Robert Palmers Speech
Hello, thank you for inviting me to speak.
As Annelise said I’m the Executive Director of Tax Justice UK. We’re a campaigning organisation that wants to get to a point where everyone in the UK benefits from a fair and effective tax system.
As Ozlem has just discussed, our public services are starved of resources and we seriously need investment to kick start growth. This situation is intimately bound up in how the government raises money.
In our tax system, the burden falls heavily on those who are the least able to pay. The poorest 10% of the households already pay on 42% of their income in various forms of taxes compared to the richest 10% who pay on average 34%.
I think it’s helpful to talk a bit about how we got here.
There has been a shift in emphasis over the last 50 years from taxing capital and wealth towards taxing individuals and consumption. This has happened in line with a shift in orthodox economic thinking away from the post-war consensus where the state played a key role towards a narrative of a smaller state and low taxes.

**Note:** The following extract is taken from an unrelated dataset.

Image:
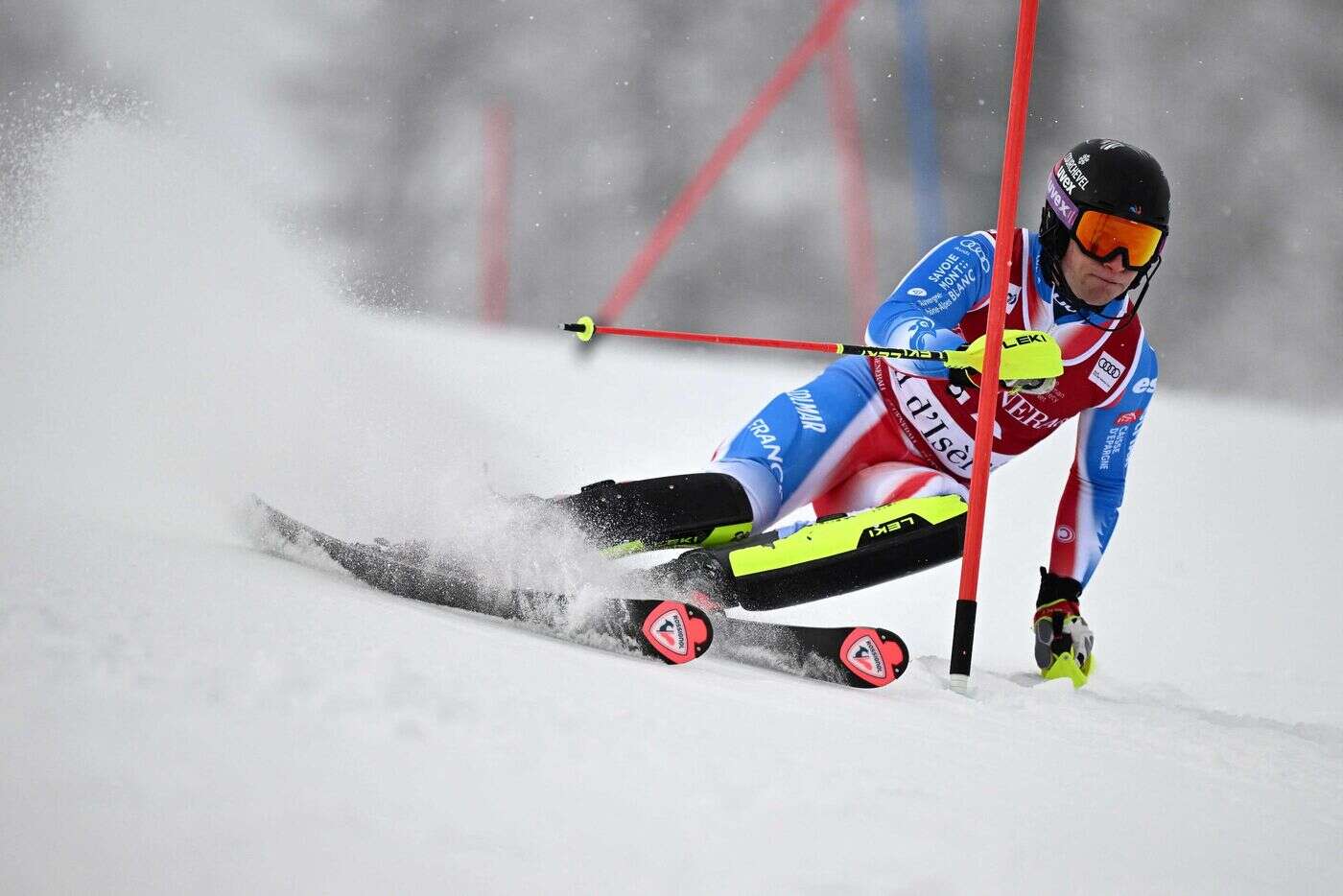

The broad political view since the 80s - certainly in the centre - is that tax rises are bad. A clear example of this is corporation tax. In 1965 it was introduced at 60%. By the time we got to 1997 and the last Labour government this had halved to 31%. The current government has dropped it to 19% and plans to cut it even further to 17%. What is strange is that even businesses aren’t calling for this. For example the head of tax at the accountancy firm Deloitte has said publicly that nobody wants corporation tax to fall to these levels.
This approach to tax is driven by the idea that we have to compete with other countries on our tax levels. Earlier this week I met with a former Dutch MP who said that his government was planning to scrap a particular to match a similar move by the UK.
I don’t think this is a sensible approach to tax. It certainly won’t provide the resources we need to fund public services and it will just lead to a race to the bottom.
However, I think we’re starting to see shift in public perception around the tax system. For example, a recent poll of 20,000 people found broad support for 1p rise in national insurance to fund the NHS.
We have now had 8 years of austerity. We have starved public services. Many people have not had a pay rise. The benefits of the lukewarm economic growth we’ve seen have gone to the wealthiest. There is a growing sense we may need to raise more money.
This is combined with the anger around the fact that the wealthiest and companies not been seen to pay their fair share. My organisation owes a debt to the work of UK Uncut, Tax Justice Network, newspapers for their campaigning to get this issue on the agenda.
Labour party has also put the issue of tax on the agenda in a really positive way.
But we should also recognise the work the Conservatives have done. In 2013 during the same Davos conference during which he announced the Brexit referendum, David Cameron argued that big companies had to wake up and smell the coffee and start paying their fair share.
Last week, we had a senior Conservative argue for tax rises. Theresa May’s former deputy Damien Green proposed tax rises to cover the cost of looking after the elderly.
Change is in the air.
As I said at the beginning my organisation’s mission is for ensure that everyone in Britain benefits from a fair and effective tax system.
So what does this look like?
There are two parts.
We want a tax system that is fairer - currently too great a burden is placed on those who struggle to pay, and too little on those who don’t.
We also want a tax system that is effective - at the moment the system doesn’t do the things that it is designed to do well.
So what does that mean in practice?
For a fairer approach to tax we should have a grown up conversation about who’s paying what and how. Options for change could include:
- Higher corporation taxes, as Labour has proposed. Or at the very least not cutting it even further.
- A review of business rates - it seems crazy that we’re taxing businesses on the basis of whether they have a physical presence somewhere, rather than on how much money they’re making.
- Work out how we tax the gig economy fairly to reflect the fact that vast swathes of people are in really precarious jobs.
There are also loopholes that make the system far from effective. The UK government should consider:
- Cracking down on tax avoidance schemes.
- Properly resource HMRC.
- Ensuring that there’s more openness about how we make tax policy.
These are just some areas where we could make progress.
We're a new organisation and we are working with experts in the UK and globally to gather the best policies available. TJUK will be a resource for anyone who wants to create a better tax system. We will set out a clear vision of what a fair and effective UK tax system could look like.
We need to reframe the public thinking on tax so that it is something that people are proud to pay.
We have to make sure that people feel that they get good value for money through excellent public services.
This is something that more and more people support.
Ultimately we want politicians and others making the positive case for the role that tax can play in society.